If an attacker gains access to your database, you can still protect your data.
It is protected by the Transparent Data Encryption feature, also known as TDE which is enabled by default.
For the encryption keys that it uses, Azure manages them. However, you can still bring your own keys.
This feature is available in Azure SQL and Azure Synapse Analytics.
A similar feature is enabled in Azure Database for PostgreSQL and for Azure Database for MySQL.
You should also make sure that the data that travels over the wire, the in-flight data, is secured as well. You can secure that with TLS – Transport Layer Security.
For most services, secure data transport is enabled by default.
You only want people and services that you choose to access your databases.
In all Azure databases, you can configure the firewall, which is enabled by default and blocks IP addresses that are not allowed. This is a great practice for development and testing.
For production, you can wrap your database in a virtual network and use Azure Private Link to connect to it from the service that you need to. This protects your database from the outside world.
If you are using a VM in Azure, you might be using an RDP or an SSH connection to connect to it. Using either of those creates a security vulnerability. So, make sure that you leave the database ports closed when you create your VM.
Instead, what you can do is, you can deploy your VM in a virtual network and use Azure Bastion to securely connect to it.
When you are using Azure Bastion, your VM will never need a public IP address.
You should never store secrets like API keys and connection strings in application code where each and every developer can see them.
You should always store them in a central place in Azure – which is the Azure Key Vault.
The Azure Key Vault contains the secrets, keys and certificates for your applications, and you can securely connect to Azure Key Vault from your services as well.
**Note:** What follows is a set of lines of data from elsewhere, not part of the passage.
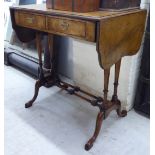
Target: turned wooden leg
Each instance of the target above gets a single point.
(101, 114)
(37, 86)
(106, 84)
(117, 72)
(41, 80)
(99, 120)
(121, 113)
(115, 96)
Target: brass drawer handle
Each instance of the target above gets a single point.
(30, 20)
(64, 25)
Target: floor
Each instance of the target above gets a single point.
(59, 124)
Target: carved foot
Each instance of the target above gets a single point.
(37, 86)
(99, 120)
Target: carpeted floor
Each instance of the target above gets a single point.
(60, 124)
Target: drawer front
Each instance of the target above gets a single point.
(30, 20)
(66, 26)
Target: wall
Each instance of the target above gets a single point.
(80, 63)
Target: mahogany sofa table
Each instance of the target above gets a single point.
(116, 34)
For production environments, the best practice is to create a separate Azure subscription. This helps you to keep your production data and other assets out of your dev test environments, and you can also easily apply two different sets of policies across the resources into two subscriptions.
Also, it is a good practice to use RBAC to control the access to resources.
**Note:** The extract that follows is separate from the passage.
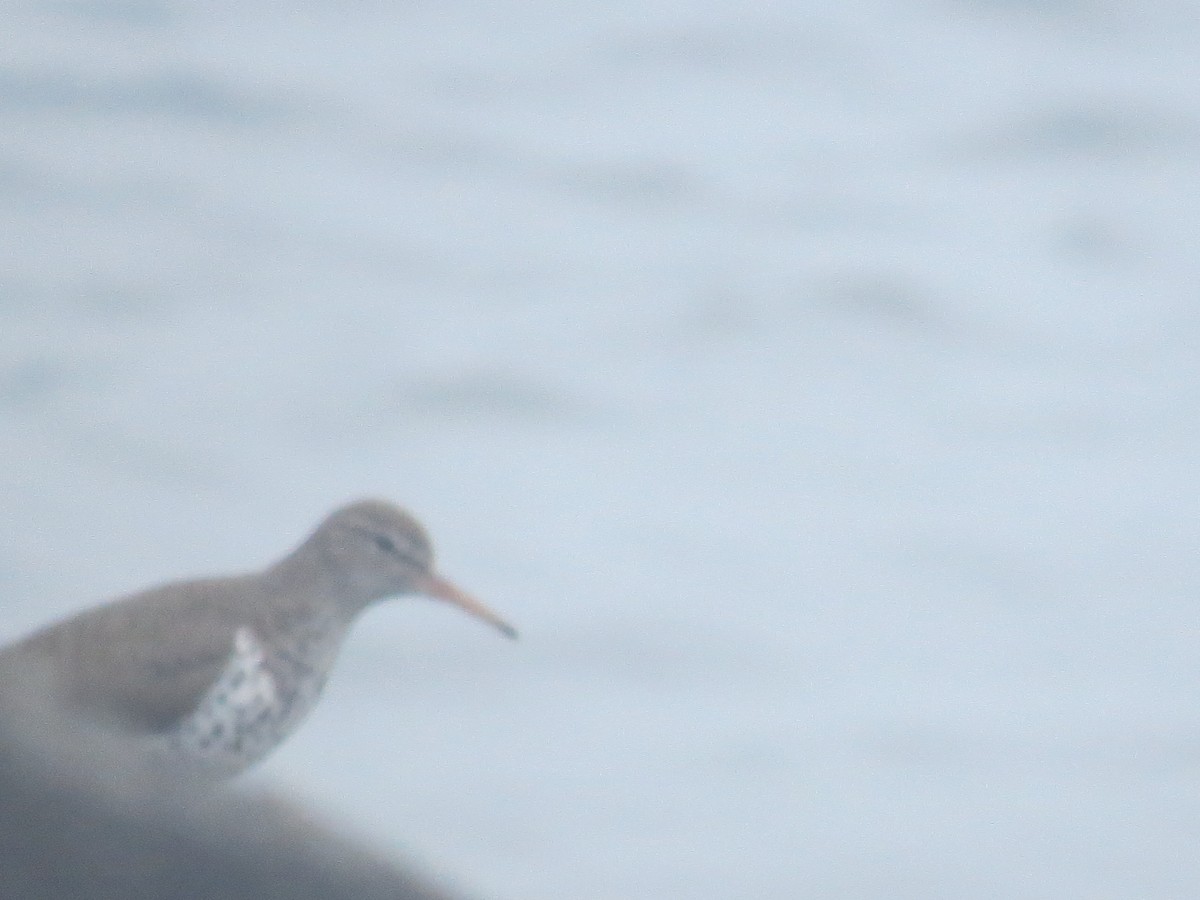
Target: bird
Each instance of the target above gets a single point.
(211, 675)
Your web apps are under constant attack chances. They can get hit by things like SQL injection attacks and cross-site scripting attacks.
To deal with these attacks, you should implement a gateway service like Azure Front Door or Azure Application Gateway that can route and filter your traffic.
In the stated services, you are able to enable the web application firewall feature.
This feature detects a text and can block and report them.
If there was only a single best practice that you could do, it would be this.
It is an Azure Service that tells you what your security state is, what you can improve and how you can do that.
You can use the Azure Security Center to periodically check the security of your resources and to be alerted and notified when something needs your attention.
The Azure Security Center helps you to implement security best practices by telling you where they need to be implemented and allows you to directly implement them from the Security Center itself.